Reliable approach to track new text in a text file


I'm trying to make a program to track changes in a list of text files (only appending type of changes). Working with FileStream class I encounter ArgumentException telling "offset and length were out of bounds for the array or count is greater than the number of elements from index to the end of source collection". Also, I was surprised to see that I can not use long to mark an offset - how do I read giant files then? PS: There won't be giant amounts of new text for sure.

public partial class mainForm : Form
{
    FileSummary initialSnap;
    public mainForm()
    {
        InitializeComponent();
    }

    private void button1_Click(object sender, EventArgs e)
    {
        if (openFileDialog1.ShowDialog() == DialogResult.OK)
        {
            filePath_textBox.Text = openFileDialog1.FileName;
        }
    }

    private void checkButton_Click(object sender, EventArgs e)
    {
        if (initialSnap == null)
        {
            initialSnap = new FileSummary(filePath_textBox.Text);
            return;
        }

        FileSummary newSnap = new FileSummary(initialSnap.FullName);
        var dateBefore = initialSnap.LastWriteTime;
        var dateAfter = newSnap.LastWriteTime;
        if (dateBefore == dateAfter) return;

        var deltaLength = newSnap.Length - initialSnap.Length;
        var prevLength = (int)initialSnap.Length;
        using (FileStream fstream = File.OpenRead(initialSnap.FullName))
        {
            byte[] array = new byte[deltaLength];
            fstream.Read(array, prevLength, array.Length);
            string addedText = System.Text.Encoding.Default.GetString(array);
        }
    }
}

internal class FileSummary
{
    public FileSummary(string fileFullPath)
    {
        FullName = fileFullPath;
        FileInfo fi = new FileInfo(fileFullPath);
        LastWriteTime = fi.LastWriteTime;
        Length = fi.Length;
    }

    public string FullName { get; internal set; }
    public DateTime LastWriteTime { get; internal set; }
    public long Length { get; private set; }
}

Solution

  • The call to the fstream.Read() is not correct in your code. The Read method 2nd argument is the offset at which the target byte array where the file contents will be placed, it is not the starting offset point in the file as you misunderstood.
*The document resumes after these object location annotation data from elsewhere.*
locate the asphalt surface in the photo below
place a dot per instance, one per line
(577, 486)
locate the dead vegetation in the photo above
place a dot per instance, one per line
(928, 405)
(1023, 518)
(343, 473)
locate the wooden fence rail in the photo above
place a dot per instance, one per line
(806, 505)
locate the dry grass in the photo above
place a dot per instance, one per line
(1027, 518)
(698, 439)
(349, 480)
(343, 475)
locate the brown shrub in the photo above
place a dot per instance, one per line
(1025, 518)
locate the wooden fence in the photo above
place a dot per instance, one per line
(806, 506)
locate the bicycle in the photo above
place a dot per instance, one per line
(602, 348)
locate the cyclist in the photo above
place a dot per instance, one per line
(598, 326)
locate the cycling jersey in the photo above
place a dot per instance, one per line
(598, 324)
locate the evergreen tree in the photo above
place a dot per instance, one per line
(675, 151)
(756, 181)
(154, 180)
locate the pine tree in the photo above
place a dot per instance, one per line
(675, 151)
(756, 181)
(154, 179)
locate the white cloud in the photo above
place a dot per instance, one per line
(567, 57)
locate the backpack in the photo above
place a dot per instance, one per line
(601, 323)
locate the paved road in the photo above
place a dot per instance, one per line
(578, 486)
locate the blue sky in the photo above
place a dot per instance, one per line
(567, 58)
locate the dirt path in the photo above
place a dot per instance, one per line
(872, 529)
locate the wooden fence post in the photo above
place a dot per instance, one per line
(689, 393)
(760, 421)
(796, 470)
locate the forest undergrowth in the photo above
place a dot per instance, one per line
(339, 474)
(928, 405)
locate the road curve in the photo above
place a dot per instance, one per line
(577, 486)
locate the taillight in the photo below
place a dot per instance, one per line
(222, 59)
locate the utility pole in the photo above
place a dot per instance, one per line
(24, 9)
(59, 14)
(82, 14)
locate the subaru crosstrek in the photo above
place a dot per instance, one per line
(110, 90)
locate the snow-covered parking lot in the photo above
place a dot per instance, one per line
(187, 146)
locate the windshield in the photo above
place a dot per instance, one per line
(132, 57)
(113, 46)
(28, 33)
    This line caused the error,

     fstream.Read(array, prevLength, array.Length);
    

    It must be changed to ,

     fstream.Seek(prevLength , SeekOrigin.Begin);
     fstream.Read(array, 0, array.Length);
    

    So, if you needed to get only the portion that was newly written to the file, you need to first seek to that previous end position and read the delta file content, and then fill in your byte array. Refer the Read() documentation. And that is why, the Read() method took an int as offset instead of a long, because the offset was for the array buffer, not for the file.